If you visit this link right now, you will probably get a VBScript error.
On the other hand, if you visit this link first and then the above link (in the same session), the page comes through.
The way this application is set up, the first page is meant to serve as a frame in the second (main) page. If you click around a bit, you'll see how it works.
My question: How do I scrape the first page with Python? I've tried everything I can think of -- urllib, urllib2, mechanize -- and all I get is 500 errors or timeouts.
I suspect the answers lies with mechanize, but my mechanize-fu isn't good enough to crack this. Can anyone help?

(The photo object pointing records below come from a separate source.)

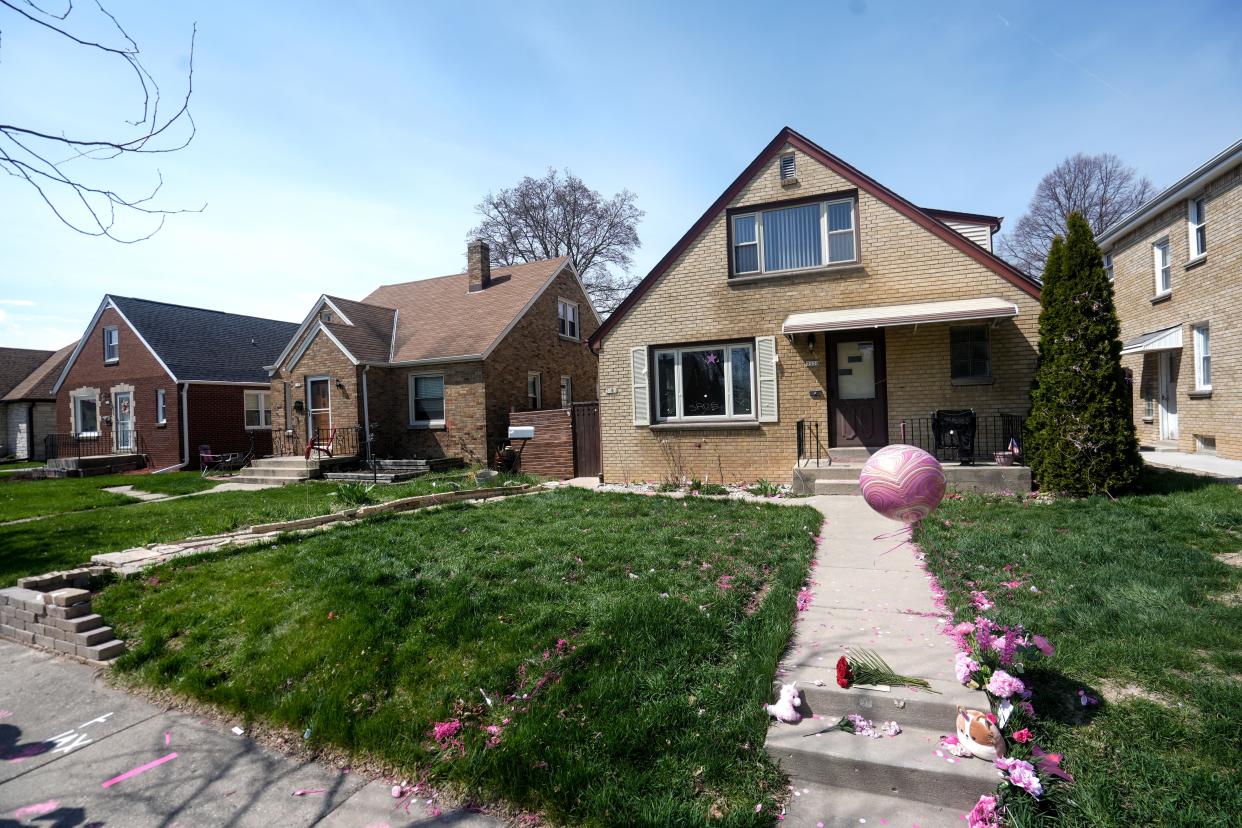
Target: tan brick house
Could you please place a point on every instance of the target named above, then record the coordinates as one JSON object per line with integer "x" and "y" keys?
{"x": 1176, "y": 270}
{"x": 811, "y": 301}
{"x": 431, "y": 369}
{"x": 159, "y": 380}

It always comes down to the request/response model. You just have to craft a series of http requests such that you get the desired responses. In this case, you also need the server to treat each request as part of the same session. To do that, you need to figure out how the server is tracking sessions. It could be a number of things, from cookies to hidden inputs to form actions, post data, or query strings. If I had to guess I'd put my money on a cookie in this case (I haven't checked the links). If this holds true, you need to send the first request, save the cookie you get back, and then send that cookie along with the 2nd request.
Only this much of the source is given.